Ken Block is the former candidate for governor who strongly believes Rhode Islanders are paying far too much for an army of firefighters.
In March, Block and his organization, Watchdog RI, released a research project that detailed the cost of firefighting in the state and compared costs here to other parts of the country.
Block is proud of that work, and during an appearance on WPRI’s "Newsmakers" on Aug. 23 he said: "When we studied firefighting costs in Rhode Island relative to other places, we determined that the cost of fire in Rhode Island is anywhere from 33 percent to 100 percent more expensive than anywhere else we could find."
In fact, Block told us his statement to "Newsmakers" had actually understated the difference, based on his latest review of the numbers.
But it was also clear that the type of source information needed for a full vetting of Watchdog RI’s determination would not be forthcoming. More on that later.
First, we needed to understand more about those percentages that Block used when he said Rhode Island was 33 percent to 100 percent more expensive.
He said he had used them to convey the range of differences between the more expensive firefighting costs in Rhode Island and less expensive costs in other areas of the country that the Watchdog report analyzes for comparison purposes. Watchdog RI did not compare Rhode Island with every other community in the country. Far from it.
The report compares Rhode Island’s firefighting costs with costs in some huge cities that Block acknowledges do not make good comparisons with Rhode Island.
It also compares Rhode Island costs with costs in some areas that Block says match up well, especially when juxtaposed, not with Rhode Island as a whole, but with the eastern portion of the state.
The Watchdog RI report calls this region Metropolitan Rhode Island because its population and land area is suitable for comparison with other urban areas in other states.
The report also provides a per-capita fire cost for for Metro RI and also for Rhode Island as a state.

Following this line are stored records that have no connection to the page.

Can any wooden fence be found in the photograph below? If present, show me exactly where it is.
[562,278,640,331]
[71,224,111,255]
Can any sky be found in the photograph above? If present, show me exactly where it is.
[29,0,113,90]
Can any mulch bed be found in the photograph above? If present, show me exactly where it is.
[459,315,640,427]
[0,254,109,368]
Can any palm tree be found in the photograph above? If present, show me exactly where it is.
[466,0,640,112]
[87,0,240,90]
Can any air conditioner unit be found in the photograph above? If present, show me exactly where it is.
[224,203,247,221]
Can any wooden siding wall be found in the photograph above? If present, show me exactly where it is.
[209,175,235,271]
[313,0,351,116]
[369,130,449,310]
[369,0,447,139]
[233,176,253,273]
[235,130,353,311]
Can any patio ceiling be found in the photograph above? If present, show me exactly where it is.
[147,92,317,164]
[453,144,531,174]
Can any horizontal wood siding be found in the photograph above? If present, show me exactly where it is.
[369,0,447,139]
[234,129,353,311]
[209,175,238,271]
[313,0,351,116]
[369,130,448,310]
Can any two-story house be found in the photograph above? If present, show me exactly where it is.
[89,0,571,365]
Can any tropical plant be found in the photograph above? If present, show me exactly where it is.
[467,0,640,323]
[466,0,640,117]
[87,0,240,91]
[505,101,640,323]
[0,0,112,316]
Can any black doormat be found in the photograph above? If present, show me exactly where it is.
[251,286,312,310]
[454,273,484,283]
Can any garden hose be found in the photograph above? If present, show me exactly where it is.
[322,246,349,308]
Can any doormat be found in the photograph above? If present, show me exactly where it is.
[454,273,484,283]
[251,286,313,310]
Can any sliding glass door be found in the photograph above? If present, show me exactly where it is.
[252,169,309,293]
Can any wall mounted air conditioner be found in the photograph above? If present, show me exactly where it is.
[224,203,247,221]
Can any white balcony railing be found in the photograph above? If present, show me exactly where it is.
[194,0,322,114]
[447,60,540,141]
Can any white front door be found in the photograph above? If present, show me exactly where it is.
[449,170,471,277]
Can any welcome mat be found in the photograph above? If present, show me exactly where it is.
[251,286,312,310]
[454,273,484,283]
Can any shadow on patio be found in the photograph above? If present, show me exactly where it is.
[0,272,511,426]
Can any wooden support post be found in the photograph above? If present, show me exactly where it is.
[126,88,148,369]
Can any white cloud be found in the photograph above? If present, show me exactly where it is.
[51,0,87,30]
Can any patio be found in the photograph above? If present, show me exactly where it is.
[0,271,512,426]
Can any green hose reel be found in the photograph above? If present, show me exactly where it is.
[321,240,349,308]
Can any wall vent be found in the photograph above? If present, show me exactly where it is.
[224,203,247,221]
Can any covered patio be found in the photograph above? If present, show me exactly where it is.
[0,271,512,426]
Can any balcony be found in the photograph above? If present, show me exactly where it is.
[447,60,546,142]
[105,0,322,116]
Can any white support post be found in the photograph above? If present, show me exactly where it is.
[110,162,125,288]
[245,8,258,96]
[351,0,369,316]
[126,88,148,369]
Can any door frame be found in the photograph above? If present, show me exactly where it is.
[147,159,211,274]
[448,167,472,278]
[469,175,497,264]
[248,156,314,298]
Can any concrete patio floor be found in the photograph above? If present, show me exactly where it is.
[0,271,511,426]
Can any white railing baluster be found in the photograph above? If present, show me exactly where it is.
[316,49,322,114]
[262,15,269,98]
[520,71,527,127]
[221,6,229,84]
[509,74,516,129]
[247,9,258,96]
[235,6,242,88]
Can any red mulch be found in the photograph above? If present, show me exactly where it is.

Both figures, the $350 per capita for Metro RI and $315 for the state as whole, were for the fiscal year that ended June 30, 2014.
Both figures were based on the cost of 66 different fire departments and fire districts, as reported in responses to Watchdog RI’s information requests or in financial documents, according to Block.
Both the $350-per-capita figure and the $315 exceed per-capita spending amounts in each of the 10 communities that Watchdog RI’s report compares to Rhode Island. Per-capita spending in Miami was the closest. Metro RI came in at 35 percent more expensive, according to Block.
At the other end of the spectrum, Metro RI came in at 180 percent more expensive than Orange County, Florida.
When comparing Rhode Island as a state, Block also found Rhode Island’s costs were 41 percent more than New York City and 116 percent more expensive than Los Angeles.
We went online and checked out the financial reports that Block cited as his source for firefighting costs in other places and Block appeared to be in the ballpark.
But Block did not provide the same type of source material that he gave for the 10 communities outside of Rhode Island to back up his claim about the costs of firefighting in Rhode Island.
Watchdog RI’s report posted on its website has no appendix or footnotes.
Block told us he was unwilling to spend the time needed to go through the budgetary information that his team had gathered, nor could he give us citations for that information.
That would take more than 40 hours, he said, adding that it was time he did not have on the heels of a reporting effort that had consumed 500 hours.
So we were on our own.
And although we were unwilling to check in with all 66 Rhode Island fire districts, we did look at the adopted fire department budgets of the state’s five largest cities: Providence, Warwick, Cranston, Pawtucket and East Providence.
The total amount of budgeted spending for the fiscal year that ended June 30, 2014, came to $121.9 million. And the total population for the five cities added up to 460,984 people.
This created a per-capita fire cost of $264 for Rhode Island’s five largest cities.
That’s significantly less than Block’s per-capita spending amount for Metro RI of $350, but it still exceeds per-capita spending amounts in other areas that Watchdog RI selected for comparison.
Before you put too much stock in these comparisons, consider this: Block says he suspected the Rhode Island numbers did not include pension costs, which are a major line item. Therefore, we removed pension costs for the five Rhode Island cities we looked at.
But for the comparison communities, we discovered that spending that he cited for Orange County and Miami did include pension costs; $12.6 million in Orange County and $23.7 million in Miami, but the Los Angeles number did not. It’s a muddle.
Put simply, we’re not sure Block is comparing apples to apples. And Block, as an aside, told us he wasn’t sure the spending calculation for Providence included health-care expenses.
On "Newsmakers," Block said: "When we studied firefighting costs in Rhode Island relative to other places, we determined that the cost of fire in Rhode Island is anywhere from 33 percent to 100 percent more expensive than anywhere else we could find."
However, the determination itself isn’t that reliable without an appendix and without consistent data, especially in regards to pension costs.
Perhaps, Block and his team should just finish their reporting job. For those reasons, the judges rate his claim Half True.